Anchois, sardines, chinchards et sprats se plaisent dans les eaux du golfe de Gascogne. En témoignent les premiers résultats de la campagne Pelgas 2018, dévoilés ce vendredi, à Lorient, à bord du navire océanographique de l’Ifremer Thalassa : « En termes d’indice d’abondance, 2 018 est une très bonne année pour l’anchois, moyenne pour la sardine. Les stocks sont stables ». Pendant 35 jours, 24 heures sur 24, les scientifiques se sont relayés pour évaluer la biomasse de ces poissons bleus. Outre des mesures physico-chimiques (température ou salinité de l’eau) de leur environnement, ils ont collecté moult données sur ces petits pélagiques mais aussi leur nourriture (plancton) et leurs prédateurs. Une collecte de données qui passe par la pêche. En cela, le Thalassa a été appuyé par deux paires de chalutiers. Cela fait dix-huit ans que la campagne Pelgas est menée. Onze ans que les pêcheurs professionnels y sont associés. Une collaboration qui garantit un constat partagé. D’autant que les résultats de Pelgas, qui seront officiellement et intégralement donnés fin juin à Lisbonne, servent chaque année à l’établissement du total admissible de capture (TAC) de l’anchois dans le golfe de Gascogne.
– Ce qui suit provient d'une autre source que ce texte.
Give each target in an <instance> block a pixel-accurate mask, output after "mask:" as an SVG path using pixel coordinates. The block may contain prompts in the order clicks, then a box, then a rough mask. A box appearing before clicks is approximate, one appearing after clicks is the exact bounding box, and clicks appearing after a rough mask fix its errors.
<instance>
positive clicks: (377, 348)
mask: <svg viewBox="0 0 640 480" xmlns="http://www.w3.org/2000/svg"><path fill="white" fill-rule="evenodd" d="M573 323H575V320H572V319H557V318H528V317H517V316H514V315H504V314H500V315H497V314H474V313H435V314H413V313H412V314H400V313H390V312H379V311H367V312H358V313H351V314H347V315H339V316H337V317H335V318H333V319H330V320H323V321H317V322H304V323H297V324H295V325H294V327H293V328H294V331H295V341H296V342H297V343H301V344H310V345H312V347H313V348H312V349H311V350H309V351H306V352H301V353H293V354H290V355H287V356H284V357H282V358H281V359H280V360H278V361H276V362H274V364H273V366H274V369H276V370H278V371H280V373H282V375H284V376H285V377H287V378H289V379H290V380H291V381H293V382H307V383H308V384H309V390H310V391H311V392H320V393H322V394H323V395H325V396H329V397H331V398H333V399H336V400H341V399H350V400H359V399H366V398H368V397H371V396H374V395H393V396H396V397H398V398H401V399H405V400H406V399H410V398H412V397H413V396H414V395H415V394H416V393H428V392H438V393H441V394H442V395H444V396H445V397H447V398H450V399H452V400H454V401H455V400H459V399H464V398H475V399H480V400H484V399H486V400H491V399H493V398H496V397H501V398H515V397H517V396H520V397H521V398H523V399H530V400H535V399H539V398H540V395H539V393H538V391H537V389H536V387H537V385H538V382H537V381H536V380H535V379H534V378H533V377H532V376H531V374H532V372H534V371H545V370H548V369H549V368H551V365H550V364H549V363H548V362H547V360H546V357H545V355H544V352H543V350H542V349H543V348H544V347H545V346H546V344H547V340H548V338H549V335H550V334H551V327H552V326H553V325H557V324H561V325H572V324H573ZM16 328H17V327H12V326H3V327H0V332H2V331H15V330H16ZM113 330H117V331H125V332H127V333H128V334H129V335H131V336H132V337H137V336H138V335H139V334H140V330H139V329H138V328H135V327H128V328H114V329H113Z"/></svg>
5000 tonnes autorisées pour les Français

Les principales nouveautés de cette campagne sont la présence accrue des anchois et des sardines sur la vasière du golfe de Gascogne, et notamment dans les eaux de surface. « Les pluies abondantes de l’hiver et du printemps qui ont gonflé les fleuves ont entraîné un important apport d’eau douce et de sels minéraux », expliquent Mathieu Doray et Erwan Duhamel, chercheurs à Ifremer Nantes et Lorient. « Cela a profité au phytoplancton dont se nourrissent ces poissons ». En 2017, l’indice d’abondance établi par l’Ifremer évaluait le stock d’anchois à 120 000 tonnes dans le golfe de Gascogne. Le TAC 2018, partagé entre Espagnols et Français, était de 33 000 tonnes, dont 5 000 pour la seule flottille hexagonale. Elle est composée d’une quinzaine de paires de pélagiques, d’une trentaine de bolincheurs et d’une trentaine d’occasionnels, qui pêchent de juin à octobre selon les métiers. Les premiers résultats de 2018 sont de bon augure pour le TAC 2019. Reste à les coupler avec ceux des campagnes espagnoles (œufs et juvéniles) qui se déroulent jusqu’en octobre.